I am trying to run cross_val_score
in sklearn
with a split supplied by me. The sklearn
documentation gives here the following example:
>>> from sklearn.model_selection import PredefinedSplit
>>> X = np.array([[1, 2], [3, 4], [1, 2], [3, 4]])
>>> y = np.array([0, 0, 1, 1])
>>> test_fold = [0, 1, -1, 1]
>>> ps = PredefinedSplit(test_fold)
>>> ps.get_n_splits()
2
>>> print(ps)
PredefinedSplit(test_fold=array([ 0, 1, -1, 1]))
>>> for train_index, test_index in ps.split():
... print("TRAIN:", train_index, "TEST:", test_index)
... X_train, X_test = X[train_index], X[test_index]

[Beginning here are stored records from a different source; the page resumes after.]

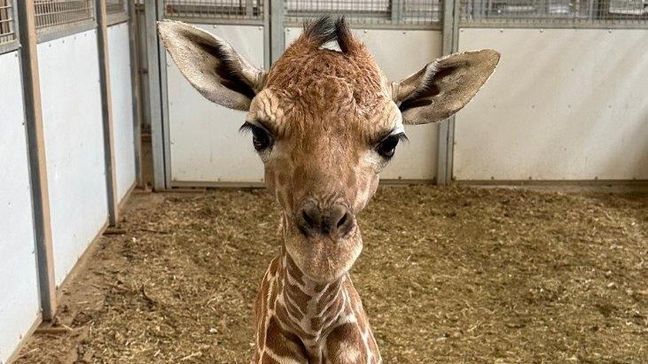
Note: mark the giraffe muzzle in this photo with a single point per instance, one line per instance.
(335, 221)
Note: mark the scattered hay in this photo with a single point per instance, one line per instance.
(447, 275)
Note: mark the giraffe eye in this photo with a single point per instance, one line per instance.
(261, 138)
(387, 147)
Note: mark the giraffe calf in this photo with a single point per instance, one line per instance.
(324, 123)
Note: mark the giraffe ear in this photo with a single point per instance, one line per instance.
(444, 86)
(212, 65)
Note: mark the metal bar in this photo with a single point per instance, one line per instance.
(451, 121)
(37, 158)
(442, 175)
(520, 25)
(249, 8)
(396, 10)
(277, 35)
(57, 32)
(164, 98)
(219, 21)
(267, 57)
(155, 102)
(117, 18)
(107, 113)
(133, 41)
(9, 47)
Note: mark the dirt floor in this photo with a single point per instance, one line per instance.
(447, 275)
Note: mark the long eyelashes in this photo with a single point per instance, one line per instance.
(387, 146)
(261, 138)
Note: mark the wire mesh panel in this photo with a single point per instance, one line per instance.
(7, 24)
(214, 9)
(115, 6)
(368, 12)
(558, 13)
(55, 13)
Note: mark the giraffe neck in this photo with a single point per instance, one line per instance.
(307, 308)
(302, 321)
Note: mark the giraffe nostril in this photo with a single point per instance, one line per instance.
(345, 224)
(335, 221)
(307, 219)
(343, 220)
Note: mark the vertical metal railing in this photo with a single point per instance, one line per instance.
(8, 27)
(555, 13)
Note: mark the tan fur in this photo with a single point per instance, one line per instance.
(326, 112)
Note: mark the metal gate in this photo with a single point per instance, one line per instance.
(196, 143)
(567, 102)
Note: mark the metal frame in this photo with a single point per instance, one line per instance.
(37, 157)
(14, 44)
(158, 140)
(277, 25)
(446, 127)
(595, 20)
(107, 112)
(164, 96)
(52, 32)
(133, 40)
(116, 17)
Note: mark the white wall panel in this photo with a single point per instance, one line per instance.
(19, 297)
(70, 91)
(122, 107)
(562, 104)
(400, 53)
(206, 145)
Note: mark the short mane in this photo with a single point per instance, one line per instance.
(326, 29)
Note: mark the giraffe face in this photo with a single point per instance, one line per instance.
(323, 142)
(324, 123)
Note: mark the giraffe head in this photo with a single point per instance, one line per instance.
(325, 123)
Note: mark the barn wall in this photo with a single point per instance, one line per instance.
(72, 118)
(416, 159)
(19, 298)
(206, 145)
(563, 104)
(122, 106)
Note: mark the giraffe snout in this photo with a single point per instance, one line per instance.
(335, 221)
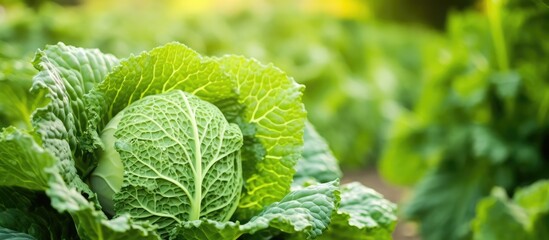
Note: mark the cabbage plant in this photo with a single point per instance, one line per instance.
(169, 144)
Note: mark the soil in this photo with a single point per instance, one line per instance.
(404, 230)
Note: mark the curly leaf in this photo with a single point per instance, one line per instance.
(23, 161)
(363, 214)
(305, 213)
(275, 117)
(67, 74)
(181, 160)
(317, 163)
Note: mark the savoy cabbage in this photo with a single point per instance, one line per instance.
(173, 145)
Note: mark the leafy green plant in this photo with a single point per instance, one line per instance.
(481, 120)
(174, 145)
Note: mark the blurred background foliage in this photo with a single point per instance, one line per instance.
(450, 98)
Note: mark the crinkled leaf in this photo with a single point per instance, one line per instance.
(317, 163)
(67, 74)
(90, 222)
(526, 216)
(14, 235)
(181, 160)
(272, 120)
(29, 212)
(304, 213)
(23, 161)
(362, 214)
(271, 114)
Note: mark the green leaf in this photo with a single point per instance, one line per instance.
(10, 234)
(23, 161)
(271, 114)
(90, 222)
(275, 116)
(497, 219)
(362, 214)
(524, 217)
(181, 161)
(29, 212)
(67, 74)
(317, 163)
(304, 213)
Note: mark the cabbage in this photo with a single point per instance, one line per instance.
(173, 145)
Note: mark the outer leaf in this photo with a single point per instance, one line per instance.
(29, 212)
(181, 161)
(363, 214)
(172, 66)
(23, 161)
(91, 223)
(67, 74)
(271, 118)
(525, 217)
(317, 164)
(10, 234)
(304, 213)
(272, 121)
(497, 219)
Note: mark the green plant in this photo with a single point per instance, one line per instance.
(481, 120)
(198, 139)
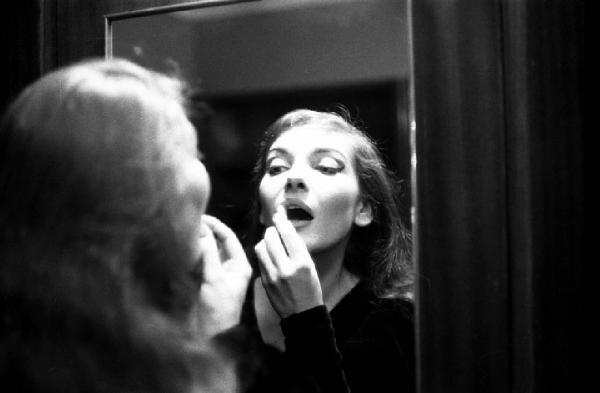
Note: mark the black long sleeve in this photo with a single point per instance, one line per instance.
(363, 345)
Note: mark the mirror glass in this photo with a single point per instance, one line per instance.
(251, 61)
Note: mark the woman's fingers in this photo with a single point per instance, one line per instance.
(292, 242)
(211, 260)
(275, 249)
(229, 241)
(265, 264)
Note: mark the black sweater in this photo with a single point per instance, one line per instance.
(365, 344)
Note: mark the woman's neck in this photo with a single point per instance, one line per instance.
(336, 281)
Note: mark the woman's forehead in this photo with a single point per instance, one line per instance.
(310, 137)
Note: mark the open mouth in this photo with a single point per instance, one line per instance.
(298, 213)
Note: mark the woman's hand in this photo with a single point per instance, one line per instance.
(287, 271)
(226, 273)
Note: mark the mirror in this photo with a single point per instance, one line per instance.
(251, 61)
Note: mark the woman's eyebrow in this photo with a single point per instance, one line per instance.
(278, 151)
(324, 150)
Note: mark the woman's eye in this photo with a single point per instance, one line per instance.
(329, 166)
(276, 166)
(275, 170)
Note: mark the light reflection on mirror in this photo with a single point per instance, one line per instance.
(253, 61)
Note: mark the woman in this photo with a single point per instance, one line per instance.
(111, 277)
(332, 305)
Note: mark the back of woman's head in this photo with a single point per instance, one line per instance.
(93, 275)
(90, 144)
(379, 253)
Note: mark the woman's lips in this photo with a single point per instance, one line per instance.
(297, 210)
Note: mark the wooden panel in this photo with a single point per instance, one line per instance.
(544, 64)
(461, 181)
(20, 43)
(74, 29)
(500, 205)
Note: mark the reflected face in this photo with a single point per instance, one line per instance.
(310, 172)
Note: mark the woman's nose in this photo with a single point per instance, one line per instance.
(295, 184)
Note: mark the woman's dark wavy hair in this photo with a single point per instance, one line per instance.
(380, 253)
(92, 292)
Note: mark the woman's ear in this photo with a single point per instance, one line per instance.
(364, 214)
(261, 216)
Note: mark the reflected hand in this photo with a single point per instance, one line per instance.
(226, 273)
(287, 270)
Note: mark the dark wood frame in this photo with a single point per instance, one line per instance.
(499, 115)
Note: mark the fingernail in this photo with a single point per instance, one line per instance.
(281, 211)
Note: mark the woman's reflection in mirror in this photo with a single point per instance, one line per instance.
(331, 300)
(112, 279)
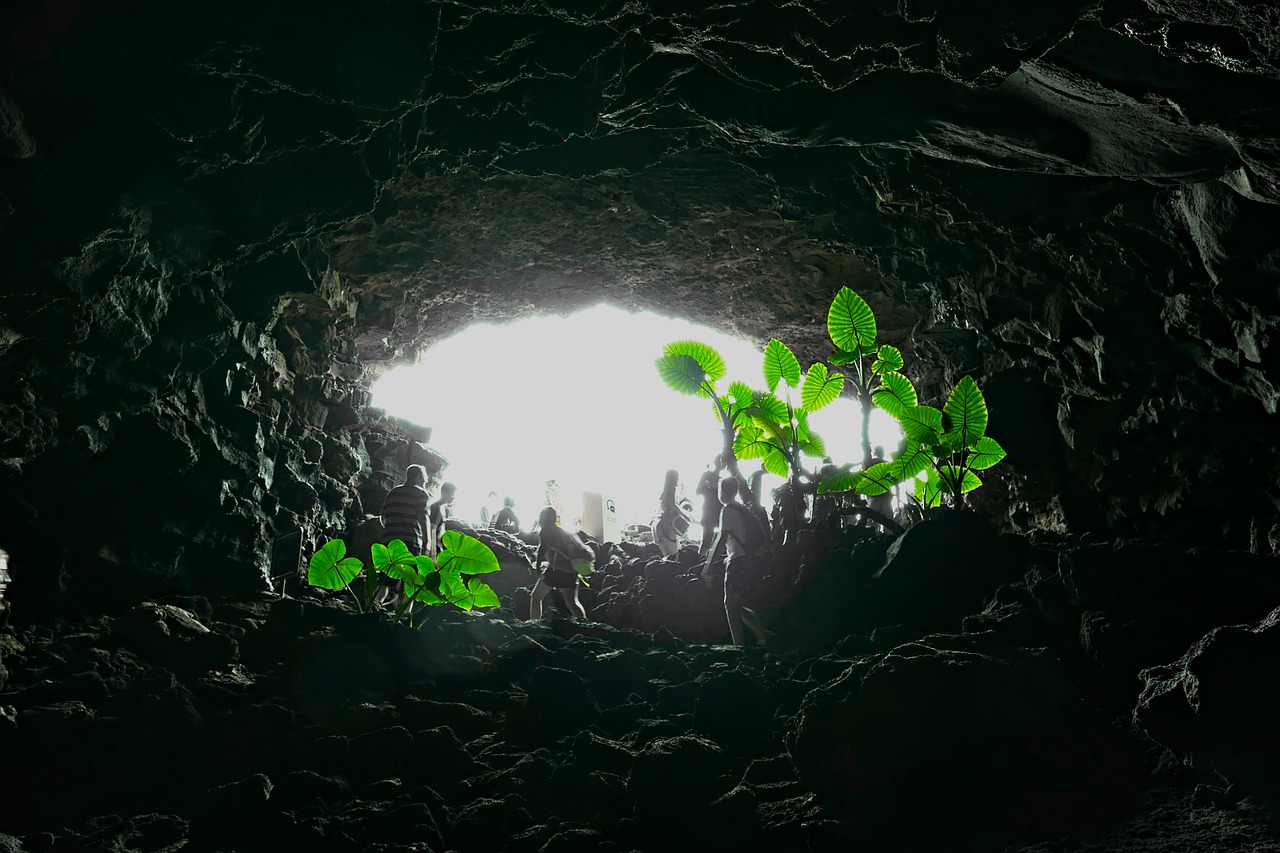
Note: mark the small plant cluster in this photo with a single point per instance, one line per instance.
(444, 580)
(944, 447)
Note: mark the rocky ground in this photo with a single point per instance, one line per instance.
(951, 689)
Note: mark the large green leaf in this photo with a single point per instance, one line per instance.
(922, 424)
(389, 557)
(895, 395)
(750, 443)
(887, 360)
(913, 460)
(453, 591)
(423, 587)
(821, 387)
(780, 364)
(483, 594)
(968, 411)
(740, 392)
(842, 479)
(840, 356)
(928, 491)
(682, 374)
(876, 479)
(705, 355)
(330, 568)
(465, 555)
(984, 454)
(767, 409)
(776, 463)
(951, 474)
(850, 322)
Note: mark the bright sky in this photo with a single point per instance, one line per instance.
(579, 398)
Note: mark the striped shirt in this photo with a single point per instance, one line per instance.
(403, 514)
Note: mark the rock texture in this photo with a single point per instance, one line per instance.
(220, 224)
(260, 723)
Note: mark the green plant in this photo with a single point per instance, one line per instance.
(444, 580)
(694, 368)
(874, 369)
(949, 446)
(778, 432)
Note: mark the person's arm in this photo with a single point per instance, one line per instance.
(428, 534)
(716, 546)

... y_train, y_test = y[train_index], y[test_index]
TRAIN: [1 2 3] TEST: [0]
TRAIN: [0 2] TEST: [1 3]
I am having troubles with understanding this example. In particular,
- how does why does
ps.get_n_splits()
return 2 in this example; and - why does the
test_fold
array lead to the splits shown at the bottom of the code snippet?
Additionally, I would like to ask, in this case, if I pass the ps object to the cross_val_score
function in sklearn
, will it perform cross validation with these two splits?